2026-03-28 21:41:37 #1(main) <hsxxxx>; hyperscan; cleanup_maybe: cleaning up directory /var/lib/rspamd
2026-03-28 21:41:37 #1(main) <hsxxxx>; hyperscan; cleanup_maybe: remove stale hyperscan file /var/lib/rspamd/00a38f2bfa5673b0368e4abe706286fdf8eb38e0398c48524daa80a8f896f959.hsmp
2026-03-28 21:41:37 #1(main) <hsxxxx>; hyperscan; cleanup_maybe: remove stale hyperscan file /var/lib/rspamd/0f181b25300964b10e983c5ae5fd7ac24bf339eb9483340c0672a74d4a82e0a4.hsmp
2026-03-28 21:41:37 #1(main) <hsxxxx>; hyperscan; cleanup_maybe: remove stale hyperscan file /var/lib/rspamd/1ff7dc69bcd797d59b2fc702193cf502e58cb826502493dfad5317d8fd7fd834.hsmp
2026-03-28 21:41:37 #1(main) <hsxxxx>; hyperscan; cleanup_maybe: remove stale hyperscan file /var/lib/rspamd/374407ccd145b7108594953f8729bd49c17d21aa9262e6e3736acb010049ebe7.hsmp
2026-03-28 21:41:37 #1(main) <hsxxxx>; hyperscan; cleanup_maybe: remove stale hyperscan file /var/lib/rspamd/4aae0fb49664ac48a6222b91e1b474dc3c91e4be039be7c031ce7a9730884db1.hsmp
2026-03-28 21:41:37 #1(main) <hsxxxx>; hyperscan; cleanup_maybe: remove stale hyperscan file /var/lib/rspamd/787a7bacb83edba18c1b6fae72207bdfa2e672a523044e7d0e9aa5e74b644a7d.hsmp
2026-03-28 21:41:37 #1(main) <hsxxxx>; hyperscan; cleanup_maybe: remove stale hyperscan file /var/lib/rspamd/9ed02a10d8aa387d580cc8acafabd3617062db47388a3f8d0549dd9b0092ca9c.hsmp
2026-03-28 21:41:37 #1(main) <hsxxxx>; hyperscan; cleanup_maybe: remove stale hyperscan file /var/lib/rspamd/a7db4902c6a08a97c5cf92e3318fedf2d2c426406abebd374914cf040dfe84a2.hsmp
2026-03-28 21:41:37 #1(main) <hsxxxx>; hyperscan; cleanup_maybe: remove stale hyperscan file /var/lib/rspamd/fb5f98b301855dcaaf350f2ac1234b36b209de9e4daff99bcc7f05c59b6aa44a.hsmp
I am speculating that could be the root cause of these chain of errors.

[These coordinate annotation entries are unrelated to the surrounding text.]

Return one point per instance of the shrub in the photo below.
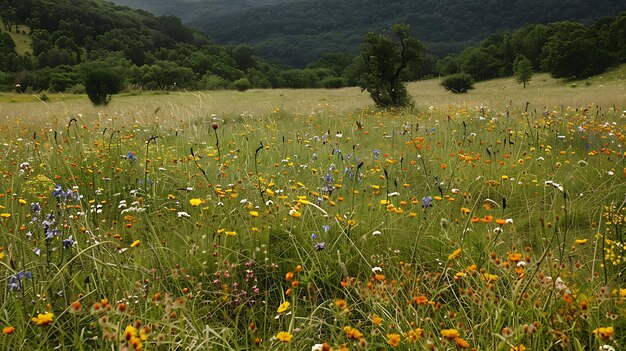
(214, 82)
(100, 84)
(242, 84)
(333, 82)
(458, 83)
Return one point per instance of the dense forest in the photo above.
(297, 32)
(68, 38)
(189, 10)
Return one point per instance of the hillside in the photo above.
(298, 32)
(189, 10)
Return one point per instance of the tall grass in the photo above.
(468, 222)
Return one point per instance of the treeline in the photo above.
(69, 38)
(297, 32)
(563, 49)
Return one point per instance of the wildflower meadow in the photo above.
(490, 223)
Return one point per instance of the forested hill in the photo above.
(189, 10)
(297, 32)
(61, 40)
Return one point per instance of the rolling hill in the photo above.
(297, 32)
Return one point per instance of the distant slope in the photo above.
(196, 10)
(297, 32)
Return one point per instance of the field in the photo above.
(308, 220)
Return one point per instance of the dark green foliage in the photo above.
(572, 52)
(297, 32)
(479, 63)
(385, 59)
(242, 84)
(523, 70)
(299, 78)
(101, 83)
(458, 83)
(333, 82)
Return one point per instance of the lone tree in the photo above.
(385, 60)
(523, 70)
(101, 83)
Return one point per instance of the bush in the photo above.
(101, 83)
(214, 82)
(76, 89)
(242, 84)
(333, 82)
(458, 83)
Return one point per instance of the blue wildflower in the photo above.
(427, 201)
(67, 243)
(15, 281)
(131, 156)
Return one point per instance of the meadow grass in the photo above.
(308, 220)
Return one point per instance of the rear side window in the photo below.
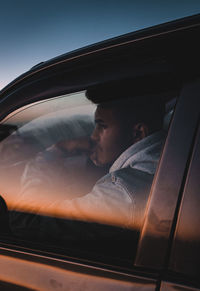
(185, 258)
(76, 172)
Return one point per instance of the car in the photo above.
(48, 104)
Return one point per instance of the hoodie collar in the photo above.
(138, 151)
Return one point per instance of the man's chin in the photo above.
(95, 160)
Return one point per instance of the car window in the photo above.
(185, 258)
(76, 174)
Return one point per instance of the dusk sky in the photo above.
(35, 31)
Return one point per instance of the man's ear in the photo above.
(140, 131)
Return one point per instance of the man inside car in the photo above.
(127, 138)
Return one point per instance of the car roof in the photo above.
(134, 37)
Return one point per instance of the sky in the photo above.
(32, 31)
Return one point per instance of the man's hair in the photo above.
(132, 110)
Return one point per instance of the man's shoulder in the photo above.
(127, 177)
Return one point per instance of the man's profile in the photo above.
(128, 139)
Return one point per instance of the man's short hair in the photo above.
(129, 108)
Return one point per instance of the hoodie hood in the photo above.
(143, 155)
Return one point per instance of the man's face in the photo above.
(110, 137)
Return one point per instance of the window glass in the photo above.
(76, 170)
(185, 257)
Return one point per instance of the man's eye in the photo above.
(102, 125)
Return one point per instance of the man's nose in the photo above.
(95, 135)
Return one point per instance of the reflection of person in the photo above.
(128, 138)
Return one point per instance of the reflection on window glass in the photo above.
(79, 169)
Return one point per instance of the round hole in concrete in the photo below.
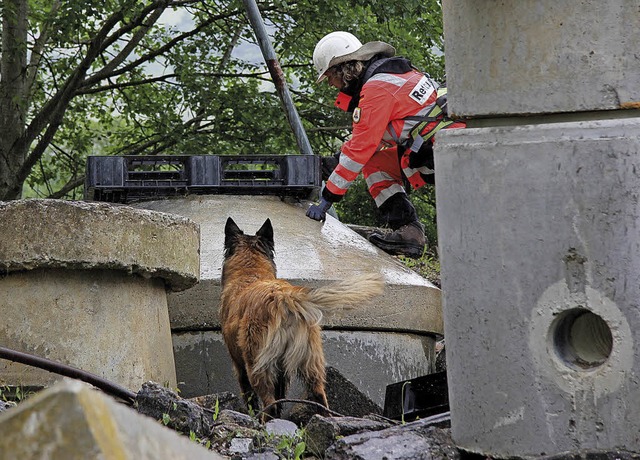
(581, 338)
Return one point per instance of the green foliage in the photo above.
(179, 91)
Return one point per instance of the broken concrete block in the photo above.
(72, 420)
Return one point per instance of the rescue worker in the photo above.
(396, 112)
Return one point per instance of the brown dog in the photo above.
(272, 328)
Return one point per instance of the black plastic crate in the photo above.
(126, 179)
(421, 397)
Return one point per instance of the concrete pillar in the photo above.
(85, 284)
(390, 340)
(538, 218)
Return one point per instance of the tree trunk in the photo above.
(13, 97)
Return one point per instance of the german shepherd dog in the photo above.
(271, 327)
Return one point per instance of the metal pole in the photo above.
(277, 75)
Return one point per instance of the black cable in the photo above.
(68, 371)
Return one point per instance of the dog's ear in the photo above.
(231, 229)
(266, 231)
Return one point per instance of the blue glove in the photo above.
(319, 211)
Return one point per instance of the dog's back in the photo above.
(271, 327)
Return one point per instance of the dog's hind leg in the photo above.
(313, 372)
(249, 396)
(265, 389)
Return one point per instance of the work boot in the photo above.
(408, 240)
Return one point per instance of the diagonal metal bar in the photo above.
(255, 18)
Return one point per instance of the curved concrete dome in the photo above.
(389, 340)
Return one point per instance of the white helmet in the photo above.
(338, 47)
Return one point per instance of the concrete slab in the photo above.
(80, 235)
(390, 340)
(85, 284)
(307, 253)
(71, 420)
(101, 321)
(369, 360)
(541, 56)
(541, 274)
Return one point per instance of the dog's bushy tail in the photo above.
(346, 294)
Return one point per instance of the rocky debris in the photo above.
(412, 441)
(240, 436)
(321, 431)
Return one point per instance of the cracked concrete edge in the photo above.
(44, 233)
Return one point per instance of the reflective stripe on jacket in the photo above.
(384, 118)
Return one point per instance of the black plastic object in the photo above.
(124, 179)
(417, 398)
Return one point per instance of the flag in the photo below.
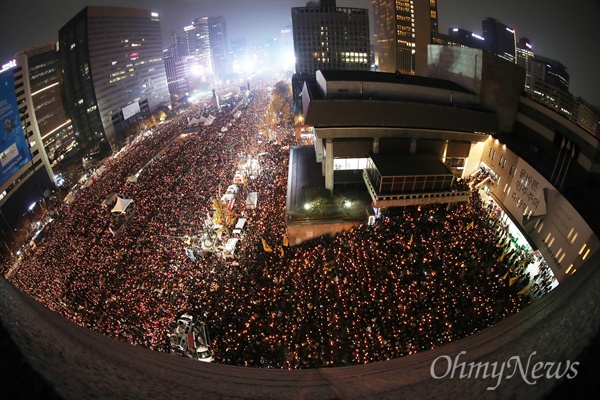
(191, 341)
(501, 257)
(190, 254)
(525, 290)
(286, 241)
(266, 246)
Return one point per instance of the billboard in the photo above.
(130, 110)
(14, 152)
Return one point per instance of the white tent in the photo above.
(209, 120)
(121, 205)
(109, 199)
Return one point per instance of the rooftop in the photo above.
(409, 164)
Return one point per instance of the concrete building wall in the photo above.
(301, 232)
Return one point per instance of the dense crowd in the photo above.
(419, 278)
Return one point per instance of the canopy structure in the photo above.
(121, 205)
(109, 199)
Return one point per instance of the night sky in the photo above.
(564, 30)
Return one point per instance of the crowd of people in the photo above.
(419, 278)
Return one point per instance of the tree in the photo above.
(281, 104)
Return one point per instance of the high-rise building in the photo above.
(500, 39)
(192, 42)
(111, 80)
(550, 71)
(219, 45)
(403, 29)
(327, 37)
(238, 54)
(466, 38)
(177, 72)
(51, 126)
(25, 172)
(524, 56)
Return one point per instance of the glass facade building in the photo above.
(112, 60)
(327, 37)
(403, 29)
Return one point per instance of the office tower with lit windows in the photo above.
(525, 55)
(403, 29)
(219, 45)
(500, 39)
(192, 43)
(327, 37)
(177, 72)
(113, 80)
(52, 127)
(463, 37)
(29, 96)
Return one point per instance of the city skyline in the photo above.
(558, 32)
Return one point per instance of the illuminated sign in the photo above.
(14, 153)
(130, 110)
(8, 65)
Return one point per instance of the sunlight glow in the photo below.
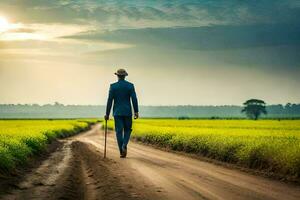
(4, 25)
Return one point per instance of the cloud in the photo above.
(202, 38)
(140, 14)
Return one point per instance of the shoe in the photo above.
(124, 152)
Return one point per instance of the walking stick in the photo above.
(105, 130)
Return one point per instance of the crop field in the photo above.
(268, 145)
(22, 138)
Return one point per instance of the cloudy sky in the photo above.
(204, 52)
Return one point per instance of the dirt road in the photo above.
(77, 170)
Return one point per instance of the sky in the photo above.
(181, 52)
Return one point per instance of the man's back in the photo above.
(120, 94)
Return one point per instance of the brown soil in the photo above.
(77, 170)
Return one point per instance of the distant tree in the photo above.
(254, 108)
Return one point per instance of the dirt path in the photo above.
(78, 171)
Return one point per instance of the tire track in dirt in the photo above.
(77, 171)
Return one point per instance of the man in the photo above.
(120, 93)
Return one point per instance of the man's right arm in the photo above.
(134, 102)
(109, 103)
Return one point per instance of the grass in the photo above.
(268, 145)
(20, 139)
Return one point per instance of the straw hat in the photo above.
(121, 72)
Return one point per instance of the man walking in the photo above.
(120, 94)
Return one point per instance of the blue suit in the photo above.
(120, 96)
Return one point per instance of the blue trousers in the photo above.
(123, 128)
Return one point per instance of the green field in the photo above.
(269, 145)
(21, 138)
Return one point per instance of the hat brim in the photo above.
(121, 74)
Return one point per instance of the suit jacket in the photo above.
(120, 94)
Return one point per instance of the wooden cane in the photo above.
(105, 130)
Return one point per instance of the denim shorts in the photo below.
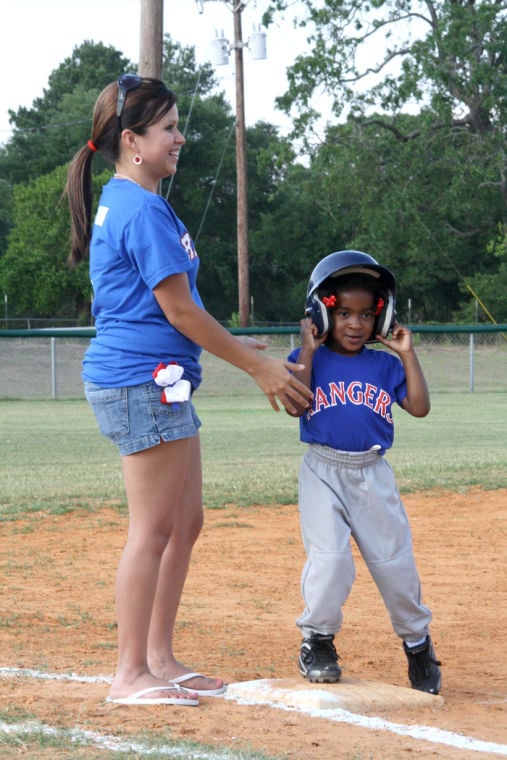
(134, 418)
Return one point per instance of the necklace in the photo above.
(123, 176)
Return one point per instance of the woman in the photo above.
(150, 321)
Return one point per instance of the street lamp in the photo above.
(221, 49)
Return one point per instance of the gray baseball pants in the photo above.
(348, 494)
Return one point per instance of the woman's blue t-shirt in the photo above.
(137, 241)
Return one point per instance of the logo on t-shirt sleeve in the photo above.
(188, 244)
(101, 215)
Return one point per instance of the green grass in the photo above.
(52, 457)
(33, 739)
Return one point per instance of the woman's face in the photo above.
(160, 147)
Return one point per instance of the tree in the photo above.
(427, 191)
(48, 134)
(33, 271)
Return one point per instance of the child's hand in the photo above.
(400, 341)
(310, 340)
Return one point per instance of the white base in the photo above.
(349, 694)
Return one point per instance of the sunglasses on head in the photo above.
(126, 83)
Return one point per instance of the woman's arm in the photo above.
(271, 375)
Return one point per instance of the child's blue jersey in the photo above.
(137, 241)
(352, 408)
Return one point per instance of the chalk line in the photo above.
(425, 733)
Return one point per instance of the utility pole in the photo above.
(150, 45)
(241, 175)
(257, 45)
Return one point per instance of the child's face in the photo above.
(353, 318)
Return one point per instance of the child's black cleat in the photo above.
(423, 667)
(318, 661)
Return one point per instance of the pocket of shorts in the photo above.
(111, 410)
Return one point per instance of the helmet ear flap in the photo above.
(386, 317)
(318, 313)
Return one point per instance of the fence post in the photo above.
(53, 368)
(472, 346)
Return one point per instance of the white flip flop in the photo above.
(200, 692)
(139, 698)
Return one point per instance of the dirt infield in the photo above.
(237, 621)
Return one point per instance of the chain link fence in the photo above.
(46, 364)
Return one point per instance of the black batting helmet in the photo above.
(342, 263)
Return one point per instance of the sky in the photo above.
(36, 36)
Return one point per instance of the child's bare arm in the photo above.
(417, 400)
(309, 344)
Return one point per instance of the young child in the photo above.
(346, 487)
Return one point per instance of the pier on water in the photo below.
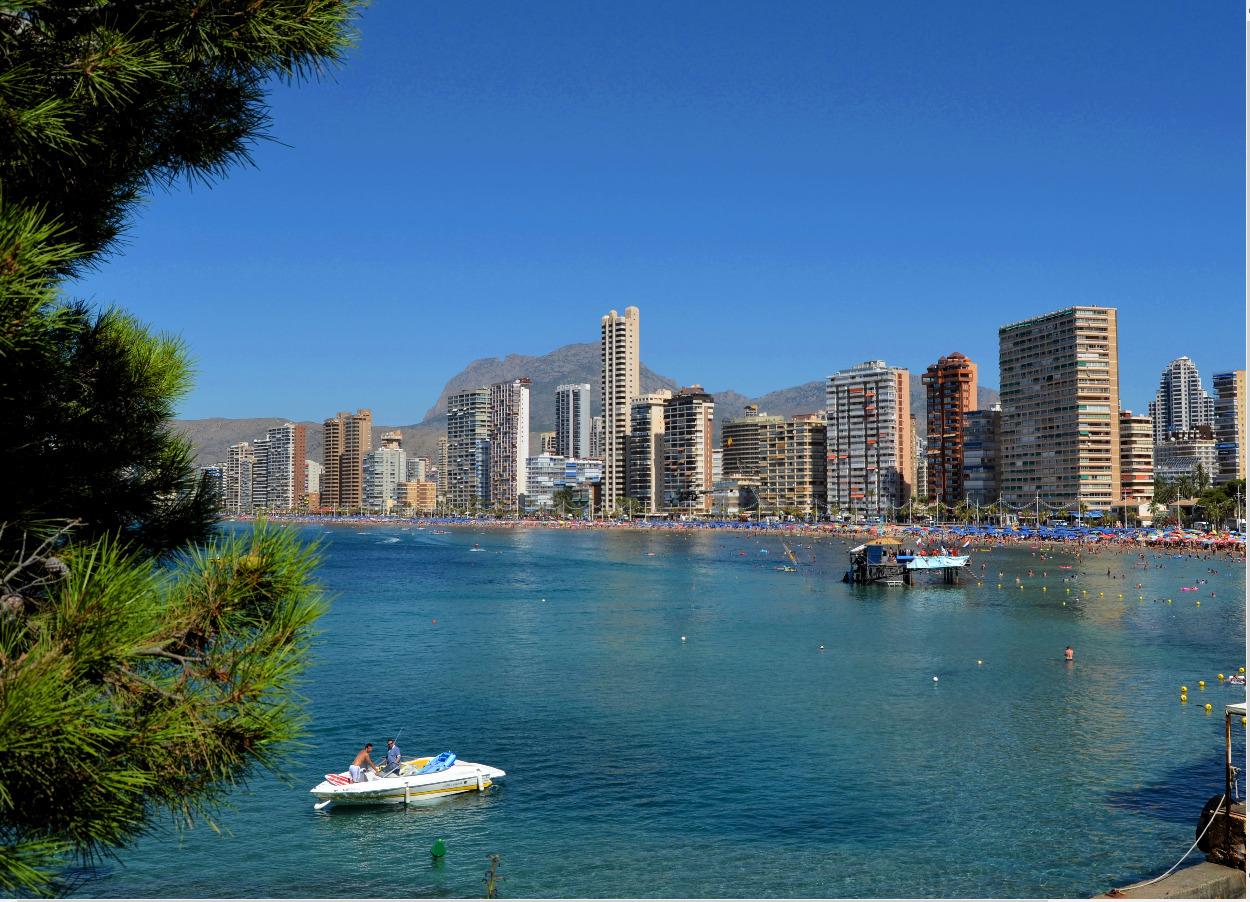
(885, 561)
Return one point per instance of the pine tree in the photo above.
(146, 665)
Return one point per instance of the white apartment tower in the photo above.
(869, 439)
(1180, 404)
(509, 435)
(620, 386)
(573, 421)
(468, 419)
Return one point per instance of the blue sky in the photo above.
(783, 189)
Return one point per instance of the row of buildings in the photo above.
(1058, 441)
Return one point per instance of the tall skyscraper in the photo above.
(793, 464)
(1180, 404)
(869, 439)
(620, 386)
(468, 420)
(688, 446)
(1060, 394)
(509, 435)
(950, 392)
(644, 479)
(1230, 425)
(573, 421)
(238, 477)
(1136, 459)
(981, 465)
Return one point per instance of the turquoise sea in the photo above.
(670, 726)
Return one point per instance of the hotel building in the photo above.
(468, 421)
(573, 420)
(793, 465)
(950, 392)
(1060, 396)
(981, 467)
(869, 439)
(1136, 459)
(348, 437)
(1230, 425)
(644, 472)
(509, 435)
(620, 386)
(688, 446)
(1181, 402)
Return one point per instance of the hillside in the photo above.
(571, 364)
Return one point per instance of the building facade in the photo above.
(1230, 425)
(348, 437)
(688, 446)
(1185, 451)
(619, 336)
(791, 466)
(509, 436)
(950, 392)
(1060, 396)
(869, 439)
(981, 484)
(1180, 404)
(1136, 459)
(468, 422)
(384, 469)
(573, 420)
(644, 471)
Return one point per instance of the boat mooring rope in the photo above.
(1135, 886)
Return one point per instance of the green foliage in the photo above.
(136, 676)
(130, 688)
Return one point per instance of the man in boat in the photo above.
(363, 760)
(391, 757)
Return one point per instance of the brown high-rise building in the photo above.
(950, 392)
(348, 439)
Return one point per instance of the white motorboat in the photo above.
(419, 780)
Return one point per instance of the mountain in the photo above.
(571, 364)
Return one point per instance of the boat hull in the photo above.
(415, 788)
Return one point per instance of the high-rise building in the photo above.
(348, 437)
(620, 386)
(238, 477)
(981, 470)
(793, 464)
(688, 446)
(950, 392)
(869, 439)
(1181, 402)
(573, 420)
(443, 457)
(644, 476)
(1060, 395)
(740, 441)
(283, 477)
(509, 435)
(468, 422)
(384, 469)
(1136, 459)
(1230, 425)
(919, 461)
(1185, 451)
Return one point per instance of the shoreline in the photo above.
(958, 536)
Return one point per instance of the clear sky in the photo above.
(784, 190)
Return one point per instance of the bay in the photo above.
(671, 727)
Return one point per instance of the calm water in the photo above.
(743, 761)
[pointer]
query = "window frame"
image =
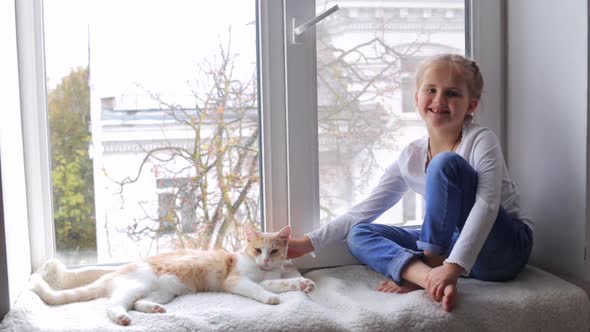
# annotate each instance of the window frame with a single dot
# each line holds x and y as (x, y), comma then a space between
(287, 85)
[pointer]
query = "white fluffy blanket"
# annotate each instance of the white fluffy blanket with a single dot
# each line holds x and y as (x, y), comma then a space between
(345, 300)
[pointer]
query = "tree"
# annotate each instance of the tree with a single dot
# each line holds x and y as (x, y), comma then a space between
(72, 177)
(212, 189)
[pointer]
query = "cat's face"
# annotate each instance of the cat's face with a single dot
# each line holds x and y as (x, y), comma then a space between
(269, 250)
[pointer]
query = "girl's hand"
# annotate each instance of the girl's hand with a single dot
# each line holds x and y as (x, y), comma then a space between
(299, 246)
(440, 277)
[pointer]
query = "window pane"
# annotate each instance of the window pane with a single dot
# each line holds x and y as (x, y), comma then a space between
(367, 53)
(153, 125)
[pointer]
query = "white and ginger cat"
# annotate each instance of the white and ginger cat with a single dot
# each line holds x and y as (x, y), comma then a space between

I use mailcow 2026-01 and before upgrading I would like to understand this error. The version of the containers are:
- ghcr.io/mailcow/rspamd:3.14.2
- ghcr.io/mailcow/postfix:3.7.11-1
- redis:7.4.6-alpine
I’ll keep on investigating, I don’t yet understand what’s happening.